Bochum. Hans-Jürgen Rösner will heiraten. Der Geiselnehmer von Gladbeck, der vor 24 Jahren die Geisel Silke Bischoff erschoss, sitzt noch immer im Gefängnis. Seine künftige Frau findet ihn “irgendwie sympathisch“. Chancen auf eine Entlassung hat er kaum, mindestens bis 2016 bleibt er in Haft.
Einer der beiden Geiselnehmer von Gladbeck, Hans-Jürgen Rösner will heiraten. Das hat sein Rechtsanwalt Rainer Dietz bestätigt. Der 55-Jährige, der in der Justizvollzugsanstalt Rheinbach bei Bonn einsitzt, werde eine Frau heiraten, die er während seiner Haftzeit kennengelernt habe.
Rösner erlangte als "Geiselgangster von Gladbeck" zweifelhafte Berühmtheit. Am 16. August 1988 überfiel er mit seinem Partner Dieter Degowski, der seine Haftstrafe in der JVA Werl verbüßt, eine Bank in Gladbeck. Anschließend begann eine wilde Flucht, in deren Verlauf zwei Menschen ums Leben kamen.
Rösners künftige Ehefrau faszinierte seine Ausstrahlung
Für Rösners zukünftige Frau ist das scheinbar nur eine Nebensache: "Trotz der schlimmen Geiselnahme fand ich Rösner irgendwie sympathisch", sagte sie der "Bild", "Er hatte eine Ausstrahlung, die mich faszinierte."
Zusammen mit Rösners damaliger Freundin Marion Löblich und zwei Bankangestellten, die Rösner und Degowski sich als Geiseln genommen hatten, fuhren sie in einem gestohlenen Auto nach Bremen, wo Rösners Freundin Verwandte hatte. Als sie bemerkten, dass die Polizei ihnen auf den Fersen war, brachten sie einen Bus in ihre Gewalt und nahmen die Fahrgäste als Geiseln.

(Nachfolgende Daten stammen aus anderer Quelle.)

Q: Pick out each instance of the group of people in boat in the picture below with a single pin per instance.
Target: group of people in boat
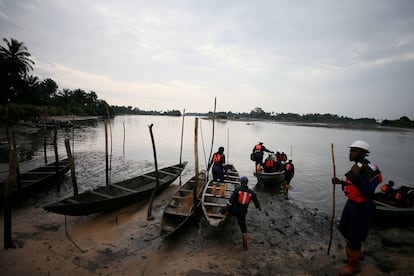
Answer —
(400, 197)
(275, 162)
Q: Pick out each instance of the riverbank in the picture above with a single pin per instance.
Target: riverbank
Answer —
(283, 240)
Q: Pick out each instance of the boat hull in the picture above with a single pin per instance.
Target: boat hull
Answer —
(117, 195)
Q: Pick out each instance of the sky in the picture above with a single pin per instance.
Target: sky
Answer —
(352, 58)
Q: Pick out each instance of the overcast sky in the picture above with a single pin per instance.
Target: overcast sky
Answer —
(351, 58)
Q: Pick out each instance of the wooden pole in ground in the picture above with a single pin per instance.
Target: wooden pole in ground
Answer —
(333, 198)
(181, 146)
(56, 159)
(157, 182)
(106, 154)
(72, 167)
(196, 161)
(44, 139)
(8, 194)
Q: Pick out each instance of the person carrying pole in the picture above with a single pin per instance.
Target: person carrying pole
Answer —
(359, 187)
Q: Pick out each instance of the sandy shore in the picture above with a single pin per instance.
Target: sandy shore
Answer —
(283, 240)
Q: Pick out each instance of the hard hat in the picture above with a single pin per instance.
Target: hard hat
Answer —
(361, 145)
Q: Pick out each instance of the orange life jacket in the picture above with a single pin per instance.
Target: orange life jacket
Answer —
(258, 147)
(351, 190)
(269, 163)
(244, 197)
(216, 158)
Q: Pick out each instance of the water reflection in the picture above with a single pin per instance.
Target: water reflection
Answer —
(392, 151)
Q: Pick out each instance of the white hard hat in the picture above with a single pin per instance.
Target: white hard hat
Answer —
(360, 144)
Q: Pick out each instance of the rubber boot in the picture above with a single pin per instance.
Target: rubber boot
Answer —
(223, 190)
(214, 189)
(244, 238)
(352, 266)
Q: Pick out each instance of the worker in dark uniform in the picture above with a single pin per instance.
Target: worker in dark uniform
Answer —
(237, 206)
(289, 172)
(258, 152)
(218, 161)
(359, 187)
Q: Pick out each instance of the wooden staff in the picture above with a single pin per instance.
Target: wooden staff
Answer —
(196, 161)
(72, 167)
(157, 183)
(212, 138)
(333, 198)
(181, 146)
(106, 154)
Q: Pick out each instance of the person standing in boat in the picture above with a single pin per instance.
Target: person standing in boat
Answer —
(359, 210)
(237, 206)
(258, 152)
(218, 161)
(289, 172)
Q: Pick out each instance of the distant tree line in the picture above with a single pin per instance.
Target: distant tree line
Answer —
(24, 95)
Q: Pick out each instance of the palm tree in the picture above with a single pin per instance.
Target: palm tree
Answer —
(15, 63)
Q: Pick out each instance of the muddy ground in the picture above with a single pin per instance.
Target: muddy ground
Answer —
(283, 240)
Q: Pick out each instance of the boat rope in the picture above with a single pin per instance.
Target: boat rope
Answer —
(69, 238)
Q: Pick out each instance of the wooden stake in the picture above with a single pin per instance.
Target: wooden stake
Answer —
(72, 167)
(157, 183)
(333, 198)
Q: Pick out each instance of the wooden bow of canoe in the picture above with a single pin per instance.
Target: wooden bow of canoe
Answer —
(211, 204)
(182, 206)
(38, 179)
(117, 195)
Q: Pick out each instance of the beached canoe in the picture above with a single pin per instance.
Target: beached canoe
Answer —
(273, 179)
(389, 210)
(211, 204)
(37, 180)
(182, 205)
(117, 195)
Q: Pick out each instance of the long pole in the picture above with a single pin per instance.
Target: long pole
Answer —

Auf einer Raststätte töteten die Geiselnehmer ihr erstes Opfer
Mit dem Bus setzten sie ihre Flucht fort. Während einer Pause auf der Autobahnraststätte Grundbergsee an der A1 nahmen zwei Polizisten - offenbar ohne Anweisung der Einsatzleitung - Rösners Freundin fest. Rösner und Degowski stellten der Polizei ein Ultimatum: Wenn Löblich nicht innerhalb von fünf Minuten wieder am Bus wäre, würden sie eine Geisel erschießen. Weil die Polizei - bedingt durch eine misslungene Abstimmung - das Ultimatum verstreichen ließ, schoss Degowski einer Geisel in den Kopf.
Der 15-jährige Emanuele de Giorgi verblutete auf dem Rastplatz, weil kein Rettungswagen bereitstand.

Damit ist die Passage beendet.